Northrop Grumman said today that it conducted the Integrated Baseline Review (IBR) for the Ground Based Strategic Deterrent (GBSD) program.
The program is on track for Initial Operational Capability (IOC) by 2029.
IBR occurs within the first 180 days of contract award to set cost and schedule baseline, identify and quantify risks, and ensure mitigation plans are in place when executing the program. Early in the review, Northrop Grumman and the Air Force collaborated to develop a common understanding about the project’s baseline as it relates to technical, schedule, cost, resource, and management process risks and their impacts.
Northrop Grumman was awarded a $13.3 billion GBSD engineering and manufacturing development (EMD) contract in September 2020 to begin modernizing the nation’s aging intercontinental ballistic missile (ICBM) system.

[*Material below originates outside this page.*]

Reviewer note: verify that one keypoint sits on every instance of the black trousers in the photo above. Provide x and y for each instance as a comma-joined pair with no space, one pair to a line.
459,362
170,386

The EMD phase includes full system design, qualification, test and evaluation, and nuclear certification. Upon successful completion of EMD, the Northrop Grumman team will begin producing and delivering a modern and fully integrated ICBM system to meet the Air Force’s schedule of initial operational capability by 2029.
The company is leading a nationwide team that includes Aerojet Rocketdyne, Bechtel, Clark, Collins Aerospace, General Dynamics, Honeywell, Kratos Defense and Security Solutions, L3 Harris, Lockheed Martin, Textron Systems, and others.
Using the W87 mod 1 thermonuclear warhead, 660 GBSDs will replace the LGM-30G Minuteman III ICBMs starting in the late 2020s.
Bloomberg reported in October the decades-long effort could cost as much as $264 billion, including operating and supporting the weapons in their silos. That doesn’t include warhead development valued at nearly $15 billion.